When most people think "Pennsylvania Dutch," wine is probably the last thing to come to mind.  After all, the region around Lancaster, Pennsylvania is best known for buggies and wooden handicrafts.  Though drinking in moderation is permitted in the Amish religion, wine isn't always the first thing many "English" think of when thinking of a visit to the region. Despite this, there are plenty of opportunities to find great wines in the area.  Therefore, when you've stuffed yourself to the gills at Good N Plenty, finished up with the antique stores and outlets, gotten your chocolate fix at Hershey, and been scared out of your wits on the Strasburg Ghost Tour, might I suggest...


Julia Filz

Waltz Vineyards in Manheim offers tastings for $6 for five wines.  Opening in 1997, the new winery building opened in 2008, and it is simply gorgeous.  When we went, they were in the process of bottling a number of new vintages that will be available come the April/May time frame, and I'm eager to make another trip up to try those.  The wines we tried  were lovely, with my favorites being  the Fusion (a semi-dry combination of Semillon, Sauvignon Blanc, and Chardonnay) the Sauvignon Blanc itself, and the Baron Steigel Red (a bold, fruit-forward red that combines black currant, plum, and  -- to quote the tasting notes -- "interesting earthiness").  Baron Steigel goes great with dark chocolate, too, so make sure you've stocked up!

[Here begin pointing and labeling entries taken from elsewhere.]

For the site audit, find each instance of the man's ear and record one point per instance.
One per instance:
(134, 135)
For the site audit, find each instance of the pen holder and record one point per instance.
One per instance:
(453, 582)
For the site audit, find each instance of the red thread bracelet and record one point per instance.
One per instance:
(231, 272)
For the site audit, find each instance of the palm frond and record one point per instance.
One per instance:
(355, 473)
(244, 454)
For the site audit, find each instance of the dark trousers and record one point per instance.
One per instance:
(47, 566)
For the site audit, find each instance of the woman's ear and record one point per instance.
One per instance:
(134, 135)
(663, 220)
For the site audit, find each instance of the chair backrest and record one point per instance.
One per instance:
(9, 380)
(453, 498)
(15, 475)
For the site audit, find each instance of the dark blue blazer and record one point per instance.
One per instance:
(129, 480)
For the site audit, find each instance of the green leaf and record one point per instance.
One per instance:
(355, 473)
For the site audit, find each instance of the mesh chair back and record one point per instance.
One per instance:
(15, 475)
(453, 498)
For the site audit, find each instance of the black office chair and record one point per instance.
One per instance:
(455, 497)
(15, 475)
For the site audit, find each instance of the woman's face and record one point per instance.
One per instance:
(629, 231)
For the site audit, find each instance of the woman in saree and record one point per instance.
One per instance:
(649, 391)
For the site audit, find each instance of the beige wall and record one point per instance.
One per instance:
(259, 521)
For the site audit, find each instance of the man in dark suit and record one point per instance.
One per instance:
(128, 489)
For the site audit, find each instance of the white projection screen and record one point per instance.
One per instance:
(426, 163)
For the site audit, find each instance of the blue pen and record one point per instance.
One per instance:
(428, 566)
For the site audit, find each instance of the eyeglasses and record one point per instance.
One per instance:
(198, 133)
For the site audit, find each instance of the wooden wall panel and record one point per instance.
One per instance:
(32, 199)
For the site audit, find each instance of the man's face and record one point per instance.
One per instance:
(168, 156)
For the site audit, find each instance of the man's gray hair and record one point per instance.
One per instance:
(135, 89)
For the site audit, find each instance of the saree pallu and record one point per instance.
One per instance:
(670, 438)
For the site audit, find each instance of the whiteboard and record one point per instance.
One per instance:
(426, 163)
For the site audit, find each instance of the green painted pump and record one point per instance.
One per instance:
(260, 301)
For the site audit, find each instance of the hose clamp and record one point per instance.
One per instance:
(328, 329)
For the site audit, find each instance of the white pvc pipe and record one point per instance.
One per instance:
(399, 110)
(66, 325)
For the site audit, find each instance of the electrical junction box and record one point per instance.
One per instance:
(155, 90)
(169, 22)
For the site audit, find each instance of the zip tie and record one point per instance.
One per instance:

Our second stop was the Mount Hope Estate and Winery on the grounds of the Pennsylvania Renaissance Faire.  The fair was actually started as an outdoor festival showcasing the wines themselves, and then sort of evolved into the yearly weekend extravaganza between August and October.  Tastings are complimentary, and there are two tasting rooms from which to choose.  We went to the one on the Faire grounds (the other one is in in Intercourse), and the thing that's most important is to NOT trust your GPS.  If you do, you will end up on the property of some very angry individuals who threaten arrest with a couple of homemade signs.  The directions on the website are a much better bet until the winery finally gets the US Geologic Service to listen to their multiple requests to change the directions. The wines are plentiful, and while the need to function outweighed the desire to try them all, there were a couple of standouts.  I especially liked the Maiden's Blush (more like a Zin) and the Sweet Romance (officially a Dangerous Deck Wine), which are both on the sweet side, would both be welcome additions to my book club.  Likewise, Holiday, after warming, would be a great way to spend a lazy afternoon waiting for the snow to melt.  Spiced and delicious, it doesn't need mulling spices, but would go great with brownies or those left-over Christmas cookies you've been trying to resist for the last few days (note to self, the diet is doomed, accept and move on)! 


Julia Filz

Our last stop was the Moon Dancer Winery in Wrightsville. The tasting room looks like a French Chateau and the winter access directions easy to follow.  Again, the tastings are complimentary, but they do ask that you limit your samples to five.  With lots of different options, it make picking somewhat difficult, but the ones we tried were incredible.  I particularly enjoyed the New Moon Red (a Beaujolais Nouveau) and the Moon River White, a pineapply, peachy white.  They've also got a full event calendar with local bands booked on the weekends, and two festivals, Reggae and Bluegrass, coming up later in the summer. 

All three wineries are so vastly different, that it would be a shame not to make the trip up for all three.  Just watch out for the buggies, please!!